Settings & previous crawl data lost after power outage

Discussion in English language.
Forumsregeln
You can start and continue with posts in english language in all other forums as well, but if you are looking for a forum to start a discussion in english, this is the right choice.

Settings & previous crawl data lost after power outage

Beitragvon oneaty » Do Mai 15, 2014 1:24 pm

I'm setting my Yacy server to automatically restart after a power outage.

After changing some BIOS settings, I simulated a power outage by powering off the room while the server (and Yacy) was running.

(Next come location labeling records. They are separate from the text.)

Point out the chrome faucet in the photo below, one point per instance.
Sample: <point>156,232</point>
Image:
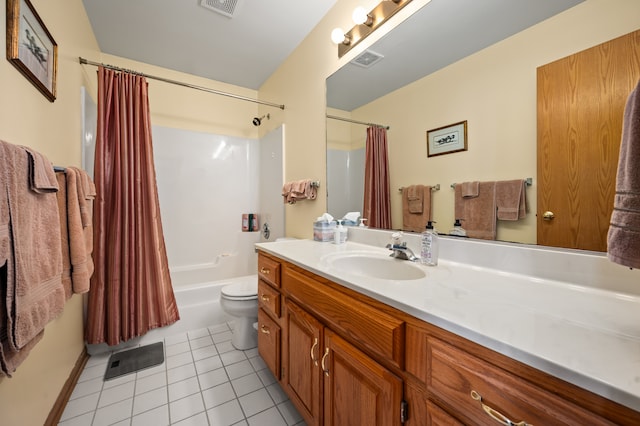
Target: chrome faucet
<point>402,252</point>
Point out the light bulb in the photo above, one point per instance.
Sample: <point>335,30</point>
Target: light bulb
<point>337,36</point>
<point>359,15</point>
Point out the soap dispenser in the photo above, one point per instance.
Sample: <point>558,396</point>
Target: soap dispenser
<point>429,246</point>
<point>340,233</point>
<point>458,230</point>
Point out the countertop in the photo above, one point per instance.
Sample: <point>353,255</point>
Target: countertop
<point>586,336</point>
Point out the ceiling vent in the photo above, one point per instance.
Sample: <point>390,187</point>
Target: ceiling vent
<point>367,59</point>
<point>227,8</point>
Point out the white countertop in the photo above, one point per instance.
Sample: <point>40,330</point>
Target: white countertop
<point>584,335</point>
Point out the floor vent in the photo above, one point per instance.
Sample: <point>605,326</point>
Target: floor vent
<point>367,59</point>
<point>227,8</point>
<point>132,360</point>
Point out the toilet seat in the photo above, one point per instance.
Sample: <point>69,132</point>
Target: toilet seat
<point>244,290</point>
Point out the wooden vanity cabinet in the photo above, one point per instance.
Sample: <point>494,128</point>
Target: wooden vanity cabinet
<point>328,378</point>
<point>302,346</point>
<point>347,359</point>
<point>269,313</point>
<point>464,383</point>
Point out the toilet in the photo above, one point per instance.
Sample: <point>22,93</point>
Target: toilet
<point>240,300</point>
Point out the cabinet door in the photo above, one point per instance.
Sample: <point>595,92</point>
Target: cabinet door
<point>302,375</point>
<point>357,390</point>
<point>269,336</point>
<point>438,417</point>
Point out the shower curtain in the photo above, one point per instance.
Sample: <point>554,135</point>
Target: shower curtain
<point>131,290</point>
<point>377,198</point>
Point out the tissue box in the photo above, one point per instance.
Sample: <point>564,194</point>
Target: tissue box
<point>323,231</point>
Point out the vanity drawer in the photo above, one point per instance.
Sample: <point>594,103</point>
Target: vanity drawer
<point>456,377</point>
<point>353,319</point>
<point>269,337</point>
<point>269,270</point>
<point>268,298</point>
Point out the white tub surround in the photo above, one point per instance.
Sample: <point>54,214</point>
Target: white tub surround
<point>571,314</point>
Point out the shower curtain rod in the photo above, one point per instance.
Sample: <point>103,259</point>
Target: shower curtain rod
<point>335,117</point>
<point>179,83</point>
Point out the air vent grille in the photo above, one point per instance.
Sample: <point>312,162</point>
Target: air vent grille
<point>367,59</point>
<point>227,8</point>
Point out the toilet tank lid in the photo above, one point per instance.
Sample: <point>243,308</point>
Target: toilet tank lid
<point>244,288</point>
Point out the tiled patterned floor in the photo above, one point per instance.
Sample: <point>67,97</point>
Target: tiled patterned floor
<point>203,381</point>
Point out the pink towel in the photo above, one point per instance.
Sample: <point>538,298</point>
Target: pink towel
<point>33,265</point>
<point>478,213</point>
<point>511,199</point>
<point>415,198</point>
<point>623,238</point>
<point>78,228</point>
<point>470,189</point>
<point>42,178</point>
<point>416,222</point>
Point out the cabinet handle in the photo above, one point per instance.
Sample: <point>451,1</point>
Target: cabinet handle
<point>326,371</point>
<point>313,358</point>
<point>496,415</point>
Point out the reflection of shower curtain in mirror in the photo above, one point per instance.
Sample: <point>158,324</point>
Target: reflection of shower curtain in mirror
<point>377,202</point>
<point>131,289</point>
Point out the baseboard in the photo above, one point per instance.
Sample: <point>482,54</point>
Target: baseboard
<point>67,390</point>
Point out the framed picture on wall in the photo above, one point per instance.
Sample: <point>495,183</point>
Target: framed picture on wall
<point>30,47</point>
<point>447,139</point>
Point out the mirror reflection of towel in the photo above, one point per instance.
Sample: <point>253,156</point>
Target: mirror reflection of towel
<point>478,213</point>
<point>470,189</point>
<point>623,237</point>
<point>511,199</point>
<point>416,222</point>
<point>415,199</point>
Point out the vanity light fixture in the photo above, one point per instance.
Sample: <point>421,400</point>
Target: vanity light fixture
<point>360,16</point>
<point>339,37</point>
<point>366,23</point>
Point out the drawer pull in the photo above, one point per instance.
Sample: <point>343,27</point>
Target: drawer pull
<point>496,415</point>
<point>313,358</point>
<point>325,369</point>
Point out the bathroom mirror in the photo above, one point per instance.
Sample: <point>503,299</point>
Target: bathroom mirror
<point>387,86</point>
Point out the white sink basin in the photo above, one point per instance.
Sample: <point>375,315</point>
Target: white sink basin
<point>374,265</point>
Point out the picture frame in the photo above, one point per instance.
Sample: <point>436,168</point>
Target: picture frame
<point>31,48</point>
<point>447,139</point>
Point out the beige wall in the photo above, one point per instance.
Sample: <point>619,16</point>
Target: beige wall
<point>494,90</point>
<point>299,83</point>
<point>28,118</point>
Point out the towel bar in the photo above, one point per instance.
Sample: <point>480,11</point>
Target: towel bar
<point>528,181</point>
<point>435,187</point>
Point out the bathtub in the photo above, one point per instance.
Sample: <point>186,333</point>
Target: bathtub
<point>199,307</point>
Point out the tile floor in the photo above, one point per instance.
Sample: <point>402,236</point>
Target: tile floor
<point>204,380</point>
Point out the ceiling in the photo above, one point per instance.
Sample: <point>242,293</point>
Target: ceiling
<point>248,47</point>
<point>439,34</point>
<point>181,35</point>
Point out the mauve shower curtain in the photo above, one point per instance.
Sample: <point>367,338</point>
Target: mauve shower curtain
<point>131,290</point>
<point>377,198</point>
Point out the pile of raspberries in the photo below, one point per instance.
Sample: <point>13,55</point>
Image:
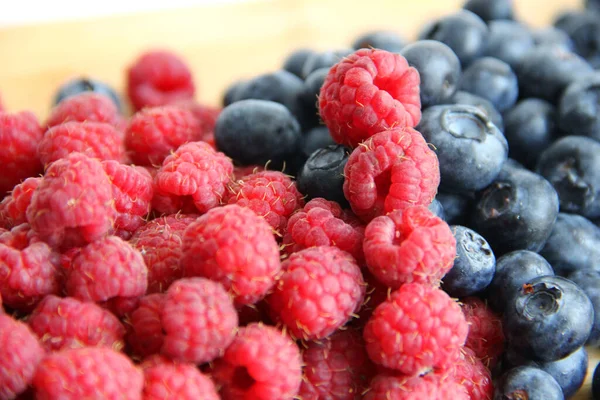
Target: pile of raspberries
<point>138,262</point>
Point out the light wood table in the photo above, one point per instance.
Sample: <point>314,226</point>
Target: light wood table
<point>222,43</point>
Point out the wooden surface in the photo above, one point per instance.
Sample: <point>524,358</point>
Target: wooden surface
<point>222,43</point>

After some minutes, I turned the room's power on again and the server automatically boot.

However, Yacy didn't start.

After some research, I found out that the file /DATA/SETTINGS/yacy.conf was empty, causing startYACY.sh to misspell the command line that would bring Yacy up.

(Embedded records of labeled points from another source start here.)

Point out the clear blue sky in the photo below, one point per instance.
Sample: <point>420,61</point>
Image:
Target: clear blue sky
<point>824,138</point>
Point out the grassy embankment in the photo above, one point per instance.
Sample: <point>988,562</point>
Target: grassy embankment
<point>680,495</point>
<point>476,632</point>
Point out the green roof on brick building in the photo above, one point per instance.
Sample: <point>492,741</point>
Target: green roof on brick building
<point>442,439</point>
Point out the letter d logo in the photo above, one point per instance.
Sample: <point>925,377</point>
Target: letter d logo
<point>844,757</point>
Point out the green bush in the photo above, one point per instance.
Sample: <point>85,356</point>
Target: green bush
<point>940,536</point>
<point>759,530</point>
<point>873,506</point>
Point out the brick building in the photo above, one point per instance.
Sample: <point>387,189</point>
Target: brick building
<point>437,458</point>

The command line was showing this:

/usr/bin/java - - -server -Djava.net.preferIPv4Stack=true -Djava.awt.headless=true -Dfile.encoding=UTF-8 -Dsolr.directoryFactory=solr.MMapDirectoryFactory -classpath .:htroot:lib/J7Zip-modified.jar:lib/activation.jar:lib/apache-mime4j-0.6.jar:lib/bcmail-jdk15-145.jar:lib/bcprov-jdk15-145.jar:lib/commons-codec-1.7.jar:lib/commons-compress-1.4.1.jar:lib/commons-fileupload-1.2.2.jar:lib/commons-io-2.1.jar:lib/commons-jxpath-1.3.jar:lib/commons-lang-2.6.jar:lib/commons-logging-1.1.3.jar:lib/fontbox-1.8.4.jar:lib/geronimo-stax-api_1.0_spec-1.0.1.jar:lib/guava-16.0.1.jar:lib/htmllexer.jar:lib/httpclient-4.3.3.jar:lib/httpcore-4.3.2.jar:lib/httpmime-4.3.3.jar:lib/icu4j-core.jar:lib/jakarta-oro-2.0.8.jar:lib/jaudiotagger-2.0.4-20111207.115108-15.jar:lib/jcifs-1.3.17.jar:lib/jcl-over-slf4j-1.7.2.jar:lib/jempbox-1.8.4.jar:lib/jetty-client-8.1.14.v20131031.jar:lib/jetty-continuation-8.1.14.v20131031.jar:lib/jetty-http-8.1.14.v20131031.jar:lib/jetty-io-8.1.14.v20131031.jar:lib/jetty-security-8.1.14.v20131031.jar:lib/jetty-server-8.1.14.v20131031.jar:lib/jetty-servlet-8.1.14.v20131031.jar:lib/jetty-servlets-8.1.14.v20131031.jar:lib/jetty-util-8.1.14.v20131031.jar:lib/jetty-webapp-8.1.14.v20131031.jar:lib/jetty-xml-8.1.14.v20131031.jar:lib/jsch-0.1.50.jar:lib/json-simple-1.1.1.jar:lib/jsoup-1.6.3.jar:lib/log4j-over-slf4j-1.7.2.jar:lib/lucene-analyzers-common-4.6.1.jar:lib/lucene-analyzers-phonetic-4.6.1.jar:lib/lucene-classification-4.6.1.jar:lib/lucene-codecs-4.6.1.jar:lib/lucene-core-4.6.1.jar:lib/lucene-facet-4.6.1.jar:lib/lucene-grouping-4.6.1.jar:lib/lucene-highlighter-4.6.1.jar:lib/lucene-join-4.6.1.jar:lib/lucene-memory-4.6.1.jar:lib/lucene-misc-4.6.1.jar:lib/lucene-queries-4.6.1.jar:lib/lucene-queryparser-4.6.1.jar:lib/lucene-spatial-4.6.1.jar:lib/lucene-suggest-4.6.1.jar:lib/metadata-extractor-2.6.2.jar:lib/noggit-0.5.jar:lib/pdfbox-1.8.4.jar:lib/poi-3.9-20121203.jar:lib/poi-scratchpad-3.9-20121203.jar:lib/servlet-api-3.0.jar:lib/slf4j-api-1.7.2.jar:lib/slf4j-jdk14-1.7.2.jar:lib/solr-core-4.6.1.jar:lib/solr-solrj-4.6.1.jar:lib/spatial4j-0.3.jar:lib/webcat-0.1-swf.jar:lib/wstx-asl-3.2.9.jar:lib/xercesImpl.jar:lib/xml-apis.jar:lib/yacycore.jar:lib/zookeeper-3.4.5.jar: net.yacy.yacy


(Note that the first two parameters after /usr/bin/java are empty, thus preventing java from executing)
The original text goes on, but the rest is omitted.